Good job then, that I'd piggin' marry Fallout 3 it's so good. It may therefore not win this year's gold medal in a massive surprises competition that I also enjoyed Borderlands. But it feels like a game that's had its personality removed and its lips sewn together like that creepy dude in Oddworld: Abe's Odyssey, which freaked the sweet bejeezus out of me 12 years ago.


As with most characters in Borderlands, this guy hates talking

Gearbox, the developer of Borderlands, will tell you the game is an RPS -- a 'role-playing shooter' -- but in reality it's just a first-person shooter with pre-pubescent aspirations of being an RPG. Critical to an RPG's appeal is the ability to develop characters, relationships and story -- three things over which the game falls flat on its looks-cel-shaded-but-actually-isn't face. It has about three lines of dialogue in total, characters that seem to hate talking, and a story so vacuous and wafer-thin I still don't even really know what the hell I was aiming to achieve.

In many ways the game's entire story could be summarised in an opening cut-scene video. Where the game ends, in terms of story, most RPGs would begin.
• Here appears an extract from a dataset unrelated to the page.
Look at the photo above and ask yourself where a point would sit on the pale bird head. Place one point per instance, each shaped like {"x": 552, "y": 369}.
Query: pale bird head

And so I refuse to call the game an RPG just because it involves levelling up a character. It's 90 per cent shooting, and in my book that says it's a shooter.


Midgets: you'll kill loads of them. Another reason this game rocks

But that's where I stop firing my semi-automatic criticism gun, because Borderlands is just so much damn fun. And if you play in co-op with a friend, that fun is magnified tenfold. I played the entire game with my regular Xbox Live co-gamer, and CNET UK regular Pokeh, and by doing so, fetch quest after fetch quest became a month of uninhibited blood-splattered co-operative mayhem.

So while Borderlands may seem like a weird-looking Fallout 3 knock-off, and while its almost entirely mute NPCs do nothing to liven up its grey and desolate world, it's still insanely compelling fun for shooter fans. Just don't let the 'role-playing' marketing spiel convince you that you're in for a game that paints a canvas with rich dialogue and story-telling, because frankly Actua Soccer 2 had more compelling characters, and they were footballers.